Policy on Imposing Bandwidth Limits on Network Application Programs

by Raymond Poon

As Internet is becoming the essential path for communications, both the number of applications and the data volume they generate deplete Internet bandwidth rapidly. These include normal network application programs such as FTP, Web, video services as well as other personal applications such as KaZaA (peer-to-peer*(P2P) applications) and ICQ (chat applications).

In order to prevent abuses, to maintain fairness in bandwidth allocations among users (especially the Internet bandwidth), and to ensure the effective management of the bandwidth by the Computing Services Centre (CSC) under various tight-bandwidth situations, it is necessary that a Rate Limit Policy be adopted for the University. The policy below is in fact the common practice of many universities that have successfully curbed and limited the impact brought about by these applications:

Unless prior arrangement has been made with the CSC, each individual computer, by default, regardless of applications it runs, types of services it offers, or protocols it uses (except P2P applications and protocols), will initially be limited to a default allocation of un-guaranteed network bandwidth of no more than 500 Kilobits per second. However, for all P2P applications, regardless of the number of computers they run on, the total combined bandwidth that they can concurrently consume at any given time is also initially limited to a un-guaranteed network bandwidth of no more than 500 Kilobytes. These initially allocated bandwidths will be allowed to burst up to 1.5 Megabit per second when bandwidth permits. However, the CSC can, with reasonable justifications, apply one or more of the following measures on any networked computer without prior notification:

  • Adjust the value of the default bandwidth allocation
  • Adjust the number of bandwidth increments or decrements
  • Adjust the value of each bandwidth increment or decrement
  • Block all network traffic (both outbound and inbound) or disconnect the machine concerned from network.

It is planned that this Policy on Rate Limiting will be effective on 1 September 2002 and that the initial bandwidth allocation and allowable burst rate for each Internet application will be reviewed annually.

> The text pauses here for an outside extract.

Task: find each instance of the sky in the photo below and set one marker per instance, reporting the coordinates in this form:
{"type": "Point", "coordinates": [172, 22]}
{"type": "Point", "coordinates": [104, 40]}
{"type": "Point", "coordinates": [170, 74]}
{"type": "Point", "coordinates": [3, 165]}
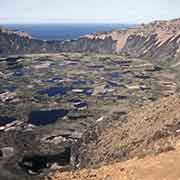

*peer-to-peer (P2P) is a type of network in which each workstation has equivalent capabilities and responsibilities. This differs from client/server architectures, in which some computers are dedicated to serving the others. On the Internet, P2P is a type of transient Internet network that allows a group of computer users with the same networking program to connect with each other and directly access files from one another's hard drives. Napster and Gnutella are examples of this kind of P2P software.